Tag Archives: Data

Why Cloud-based DCIM is not Just for Data Centers | IT Infrastructure Advice, Discussion, Community

Just as technology and its use are evolving at a tremendous pace, the physical infrastructure which supports IT equipment is also being transformed to support these advances. There are some significant trends driving new approaches to the way technology is being deployed, but there are also important ramifications for the way that the basics – power, cooling, space – have to be provisioned and, more importantly, managed.

Firstly, a massive shift towards hybrid infrastructure is underway, says Gartner. The analyst predicts that by 2020, cloud, hosting, and traditional infrastructure services will be on a par in terms of spending. This follows on from earlier research which indicates an increase in the use of hybrid infrastructure services. As companies have placed an increasing proportion of IT load into outsourced data center services and cloud, both the importance and proliferation of distributed IT environments have been heightened.

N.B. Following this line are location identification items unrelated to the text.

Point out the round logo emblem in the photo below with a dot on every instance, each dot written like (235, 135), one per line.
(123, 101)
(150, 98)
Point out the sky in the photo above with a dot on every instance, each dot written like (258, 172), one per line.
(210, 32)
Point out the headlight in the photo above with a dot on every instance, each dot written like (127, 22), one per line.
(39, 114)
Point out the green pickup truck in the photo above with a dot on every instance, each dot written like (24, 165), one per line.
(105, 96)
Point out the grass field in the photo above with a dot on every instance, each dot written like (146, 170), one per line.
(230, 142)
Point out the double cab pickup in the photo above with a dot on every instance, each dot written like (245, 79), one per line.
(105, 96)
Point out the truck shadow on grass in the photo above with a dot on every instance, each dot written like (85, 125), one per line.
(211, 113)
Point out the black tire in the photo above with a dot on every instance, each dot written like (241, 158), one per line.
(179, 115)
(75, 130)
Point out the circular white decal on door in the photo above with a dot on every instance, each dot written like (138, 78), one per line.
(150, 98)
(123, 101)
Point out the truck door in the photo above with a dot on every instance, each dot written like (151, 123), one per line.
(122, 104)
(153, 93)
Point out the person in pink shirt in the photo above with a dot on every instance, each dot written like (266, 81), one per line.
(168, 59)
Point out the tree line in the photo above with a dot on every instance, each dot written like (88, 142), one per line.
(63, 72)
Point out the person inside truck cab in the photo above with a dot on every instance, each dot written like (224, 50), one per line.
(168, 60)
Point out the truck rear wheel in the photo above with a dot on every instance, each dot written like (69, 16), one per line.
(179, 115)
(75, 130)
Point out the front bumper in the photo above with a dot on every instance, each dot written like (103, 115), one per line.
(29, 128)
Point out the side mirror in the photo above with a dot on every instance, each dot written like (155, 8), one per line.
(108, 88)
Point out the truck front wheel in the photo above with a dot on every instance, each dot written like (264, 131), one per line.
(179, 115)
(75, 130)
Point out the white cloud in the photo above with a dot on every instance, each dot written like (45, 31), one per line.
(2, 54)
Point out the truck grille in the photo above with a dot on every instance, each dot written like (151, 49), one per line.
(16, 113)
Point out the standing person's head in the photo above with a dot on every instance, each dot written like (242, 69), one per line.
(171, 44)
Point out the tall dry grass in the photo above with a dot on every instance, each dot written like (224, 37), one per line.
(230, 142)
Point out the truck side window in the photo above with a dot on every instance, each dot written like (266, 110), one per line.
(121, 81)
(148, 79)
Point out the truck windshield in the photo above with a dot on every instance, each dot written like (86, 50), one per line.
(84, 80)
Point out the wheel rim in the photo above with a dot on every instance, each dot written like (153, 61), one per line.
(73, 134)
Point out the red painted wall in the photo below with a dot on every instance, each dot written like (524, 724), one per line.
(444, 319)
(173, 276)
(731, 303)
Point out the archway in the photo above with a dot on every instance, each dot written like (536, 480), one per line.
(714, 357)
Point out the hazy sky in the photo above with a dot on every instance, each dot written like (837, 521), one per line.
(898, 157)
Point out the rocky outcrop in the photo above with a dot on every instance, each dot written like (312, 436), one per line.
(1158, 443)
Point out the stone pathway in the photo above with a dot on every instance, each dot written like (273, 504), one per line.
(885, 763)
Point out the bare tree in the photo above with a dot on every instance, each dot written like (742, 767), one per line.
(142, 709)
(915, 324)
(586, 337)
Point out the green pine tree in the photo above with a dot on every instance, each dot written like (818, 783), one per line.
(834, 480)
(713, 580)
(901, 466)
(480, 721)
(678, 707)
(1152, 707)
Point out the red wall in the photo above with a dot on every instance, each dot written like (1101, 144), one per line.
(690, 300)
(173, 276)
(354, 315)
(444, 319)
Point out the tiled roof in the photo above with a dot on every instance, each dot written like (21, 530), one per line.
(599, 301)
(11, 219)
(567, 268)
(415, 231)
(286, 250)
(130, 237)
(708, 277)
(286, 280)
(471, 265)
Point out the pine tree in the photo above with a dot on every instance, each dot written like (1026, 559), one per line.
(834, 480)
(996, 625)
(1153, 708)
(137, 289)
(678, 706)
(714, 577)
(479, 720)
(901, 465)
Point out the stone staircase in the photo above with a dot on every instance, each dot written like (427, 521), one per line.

Secondly, the IoT – or more specifically the Industrial IoT – has quietly been on the rise for a couple of decades. While industrial manufacturing and processing have utilized data for some time in order to maintain their ability to remain competitive and ensure profitability, companies must continually strive to optimize efficiency and productivity. The answer is being sought through more intelligent and more automated decision-making – most of it data-driven – with the data almost exclusively gathered and processed outside traditional data center facilities.

Thirdly, rapidly developing applications such as gaming and content streaming, as well as emerging uses like autonomous vehicles require physical resources which are sensitive to both latency and bandwidth limitations. Closing the physical distance between data sources, processing and use, is the pragmatic solution, but it also means that centralized data centers are not the answer. Most of the traction for these sorts of services is where large numbers of people reside – exactly where contested power, space and connectivity add unacceptable cost for large facility operations.

The rise of distributed IT facilities and edge data centers

In each of these examples – and there are more – IT equipment has to be run efficiently and reliably. Today there’s little argument with the fact that the best way to enable this from an infrastructure point of view is within a data center. Furthermore, the complexity of environments and the business criticality of many applications means that data center-style management practices need to be implemented in order to ensure that uptime requirements are met. And yet, data centers per se only partially provide the answer, because distributed IT environments are becoming an increasingly vital part of the mix.

The key challenges that need to be resolved where multiple edge and IT facilities are being operated in multiple or diverse locations include visibility, availability, security, and automation – functions which DCIM has a major role in fulfilling for mainstream data centers. You could also add human resource to the list, because most data center operations, including service and maintenance, are delivered by small and focused professional teams. When you add the complication of distributed localities, you have a recipe for having the wrong people in the wrong place, at the wrong time.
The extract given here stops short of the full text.